Yesterday, Petrobras announced the discovery of hydrocarbons in the ultra-deep waters of the Potiguar Basin in Brazil. The well, named Anhangá, found hydrocarbons in turbidite reservoir sands of Albian age. Specific mention was made by the operator – who holds a 100% stake in the block where the well was drilled – that the find is significant considering the exploration success in the Suriname-Guyana Basin. That is why we plotted both areas on one map, showing the distance between the two.
And as the map clearly shows, the distance between the two areas is significant and amounts to around 2,600 km. Yet, given the age of the find in Brazil, which is only a little older than most of the discoveries in the Suriname-Guyana Basin, the similar depositional facies of the reservoir and the overall setting along the margin, it is not strange to see some excitement following the news release.
The Potiguar Basin is located at the far eastern end of the Brazilian Equatorial Margin, which correlates to the West African Equatorial Margin and the Benin Basin on the opposite side of the Atlantic. The basin has a rich history of oil exploration and production in both the onshore and shallow waters, and is probably the most densely drilled area (onshore) that is shown on the map. In that sense, there is a clear difference with the Suriname-Guyana Basin, where onshore exploration has never taken off to the same extent except from a few discoveries in Suriname. However, very little is known about the offshore deep and ultra-deep water areas of the Potiguar Basin.
Three source rocks
In a paper published in the Journal of South American Earth Sciences in 2021 about the exploration plays of the Potiguar Basin in Brazil, the authors write that deep and ultra-deep waters of the area represent one of the most important frontier basins on the Brazilian Equatorial Margin, especially after the discoveries made on the West Africa conjugate margin (Jubilee, Tweneboa).
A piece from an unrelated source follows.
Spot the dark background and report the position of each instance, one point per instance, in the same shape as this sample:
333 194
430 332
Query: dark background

Three source rock intervals were identified by the authors; Late Berriasian-early Barremian lacustrine shales, Aptian-Albian evaporitic marine shales and Cenomanian-Turonian deep water marine shales. A maximum TOC of 21% was measured in the Aptian-Albian source rocks, which classifies these as the most promising. Combined with the fact that these are thermally mature in the area as the authors write, it may not be too much of a surprise to have found hydrocarbons in the Anhangá well given that the reservoirs are of the same age and are probably very close to the source rock.